AOL is Luckier than Ryan Seacrest
If there could ever be anything luckier than a talentless nobody like Ryan Seacrest actually becoming famous, it would be AOL becoming a coveted commodity of the world’s biggest internet powerhouses.

Blasé from the Past
Oh you remember AOL, right? That free disk you got in the mail that you still won’t admit having installed on your first computer. That restrictive internet access. The unwieldy email client. The crippling amounts of spam. Those cancellation calls to them, where by the end you had to beg them not to give you another free month. That software that you couldn’t get off of your computer without a complete reformatting of your hard drive. In fact, the code was so malicious that it prompted Ray Owens to create the very funny satirical AOL Virus warning: likening AOL’s software to a debilitating computer virus.

Well now that same AOL (I’m sorry, as of this month, they’re AOL, inc. *yawn*) is being wooed by the most powerful companies the internet and the search industry have to offer.

The Chicken or the Egg?
To be honest, it’s hard to remember who threw the first punch, but the outcome is the same: Google and Microsoft are fighting over AOL. Then before I could blink dumbfoundedly that anyone would want AOL: Yahoo, Comcast, and News Corp. had lined up as well. Update: Even before I finished writing this article, this announcement was released telling of AOL’s new agreement with blog search engine: BlogPulse.

Does each suitor only want AOL in order to prevent the other ones from getting it? That was my first thought, but upon further reflection, it doesn’t look that simple after all.

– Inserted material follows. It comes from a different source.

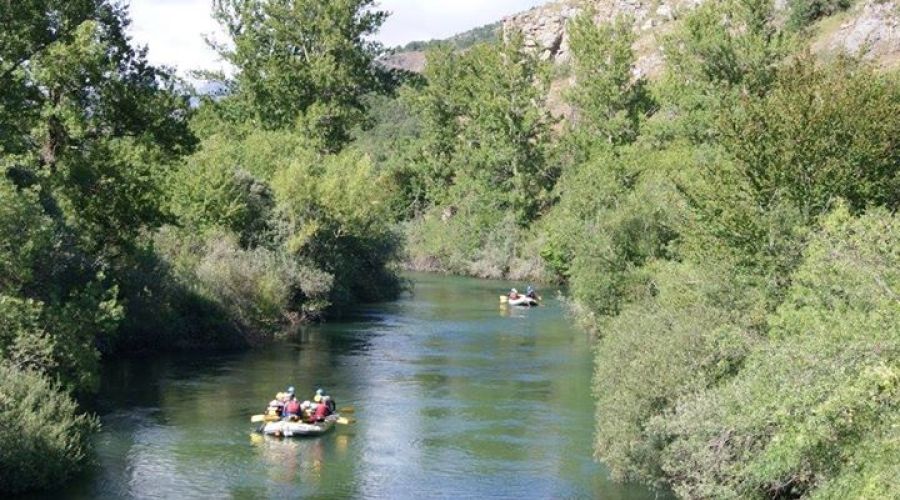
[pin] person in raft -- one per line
(322, 397)
(292, 409)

It’s the End of the World Wide Web as we know it (and I feel fine)
An ill-conceived ISP is not the center of this fight. Neither is the fight about seizing more land than your foe. This isn’t even about a war between search engine companies anymore; this is about how people and businesses use the web on a fundamental level. This is about becoming partners with a company with far-reaching global power, a solid base of programmers, and an enormous communications infrastructure. As further proof of these grandiose goals: even apart from this venture, Google is working on “a global data transfer network that could effectively serve as a private Internet.”

This isn’t about controlling the internet: it’s about becoming the internet.